Art of the Kiesch-knock

Of Roger Kieschnick’s 15 hits this season, 11 of them have been to center field.

That includes three Tuesday night, as the Giants came from behind to down the Red Sox 3-2. It was Kieschnick’s leadoff single in the ninth amid a 2-2 tie that set the stage for the win. The Giants went on to load the bases before Marco Scutaro drew a four-pitch walk to force home Kieschnick with the game-winning run.

Since being called up from Triple-A Fresno on July 31, Kieschnick had settled into a platoon with journeyman outfielder Jeff Francouer. With Francouer being designated for assignment Tuesday though, Kieschnick stands to see more playing time until Angel Pagan returns from the disabled list.

Tuesday marked Kieschnick’s third multi-hit game of the season, and the first three-hit game of his big-league career. And as he is quickly refining the art of the “Kiesch-knock” with his compact approach back up the middle, the left-hander is making a case to be a viable option against southpaw pitching.    

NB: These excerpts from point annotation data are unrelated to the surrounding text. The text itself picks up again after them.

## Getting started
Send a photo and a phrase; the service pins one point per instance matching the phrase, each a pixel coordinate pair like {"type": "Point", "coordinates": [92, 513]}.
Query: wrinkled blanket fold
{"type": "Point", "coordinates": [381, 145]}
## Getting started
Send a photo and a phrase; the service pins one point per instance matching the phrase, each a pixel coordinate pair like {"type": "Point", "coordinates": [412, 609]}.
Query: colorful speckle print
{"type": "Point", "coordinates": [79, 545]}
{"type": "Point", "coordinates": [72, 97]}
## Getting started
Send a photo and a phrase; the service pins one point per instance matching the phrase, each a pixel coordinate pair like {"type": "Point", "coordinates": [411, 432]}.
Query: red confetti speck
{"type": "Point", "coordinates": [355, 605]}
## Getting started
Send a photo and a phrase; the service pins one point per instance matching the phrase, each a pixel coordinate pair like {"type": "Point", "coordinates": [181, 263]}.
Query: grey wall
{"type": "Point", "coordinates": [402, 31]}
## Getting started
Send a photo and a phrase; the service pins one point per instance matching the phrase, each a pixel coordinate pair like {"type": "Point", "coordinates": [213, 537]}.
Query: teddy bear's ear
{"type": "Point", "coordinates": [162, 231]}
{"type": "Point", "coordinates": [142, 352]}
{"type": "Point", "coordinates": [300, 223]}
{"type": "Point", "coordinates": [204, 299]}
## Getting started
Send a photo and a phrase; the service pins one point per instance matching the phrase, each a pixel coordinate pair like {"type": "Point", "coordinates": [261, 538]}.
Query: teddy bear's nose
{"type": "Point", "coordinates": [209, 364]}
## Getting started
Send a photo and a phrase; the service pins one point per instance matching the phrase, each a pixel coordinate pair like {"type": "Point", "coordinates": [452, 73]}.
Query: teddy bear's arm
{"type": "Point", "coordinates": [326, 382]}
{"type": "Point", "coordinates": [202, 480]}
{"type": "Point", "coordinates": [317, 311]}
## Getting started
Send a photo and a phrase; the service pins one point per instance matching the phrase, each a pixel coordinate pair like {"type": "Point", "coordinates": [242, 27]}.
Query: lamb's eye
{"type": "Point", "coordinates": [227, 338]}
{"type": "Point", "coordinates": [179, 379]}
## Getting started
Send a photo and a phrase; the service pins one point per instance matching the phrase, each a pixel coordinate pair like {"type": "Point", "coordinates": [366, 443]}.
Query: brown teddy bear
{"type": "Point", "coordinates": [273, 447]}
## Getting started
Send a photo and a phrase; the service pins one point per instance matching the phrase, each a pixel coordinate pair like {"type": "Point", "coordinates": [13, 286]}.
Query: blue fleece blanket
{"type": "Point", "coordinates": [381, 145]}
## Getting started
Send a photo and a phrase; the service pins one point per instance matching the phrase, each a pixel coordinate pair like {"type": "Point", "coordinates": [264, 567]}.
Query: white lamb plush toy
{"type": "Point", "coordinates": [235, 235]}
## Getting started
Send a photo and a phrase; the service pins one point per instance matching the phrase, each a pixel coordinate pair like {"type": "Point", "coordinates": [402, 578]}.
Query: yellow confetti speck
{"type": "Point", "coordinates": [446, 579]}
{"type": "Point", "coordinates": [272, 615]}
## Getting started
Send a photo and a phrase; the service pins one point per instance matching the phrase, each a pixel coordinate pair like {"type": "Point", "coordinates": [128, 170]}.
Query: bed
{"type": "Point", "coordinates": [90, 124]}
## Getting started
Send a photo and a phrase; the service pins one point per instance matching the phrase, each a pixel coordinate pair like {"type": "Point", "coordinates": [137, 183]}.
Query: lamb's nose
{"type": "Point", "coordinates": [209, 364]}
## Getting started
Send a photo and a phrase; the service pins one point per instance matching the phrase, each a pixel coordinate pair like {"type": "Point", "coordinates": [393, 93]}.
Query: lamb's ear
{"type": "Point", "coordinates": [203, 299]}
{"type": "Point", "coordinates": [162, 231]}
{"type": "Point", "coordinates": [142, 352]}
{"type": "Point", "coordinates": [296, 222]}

“Yeah, there’s a chance (he can play against left-handers), sure,” Giants manager Bruce Bochy said. “He threw out some good at bats. It’s good to see him get some hits. It should help his confidence…. As far as the outfield though, we’re going to have to have a left-hander face some lefties sometimes. It’s a change that we made. He’s a guy, if you look at his numbers in Triple-A, he actually hit lefties a little better than righties.”

In fact, while hitting .273 at Fresno this season, Kieschnick maintained a .289 average against lefties, compared to a .268 clip against right-handers. However, his slugging ability greatly favors his approach against right-handers. Of his 13 home runs for the Grizzlies, 12 of them came against righties.

For fans that had never heard of Kieschnick before he joined the big club, it might seem he is a pure singles hitter. But he isn’t. Sure, he only has one major league extra-base hit to his credit, a triple on Aug. 16 in Miami. But Kieschnick has consistently been one of the most prolific power prospects in the Giants’ system since being drafted in the third round out of Texas Tech in 2008.

The big 6-foot-3 slugger had a breakout season at High-A San Jose in 2009, pacing the Giants with 23 home runs and 100 RBIs, en route to the winning team MVP honors. He has gone on to hit 71 homers over five minor-league seasons, while tabbing a .485 slugging percentage. And that includes two seasons at the pitchers’ paradise of The Diamond at Double-A Richmond, a level Kieschnick repeated after being grounded by a stress fracture of the L-5 vertebrae in 2010.

This season though, he is fully healthy. He has played at 117 games between Triple-A and the big leagues this season, and should easily play in 15 more to surpass his season-best 131 games (2009), so long as he keeps the Kiesch-knocks coming.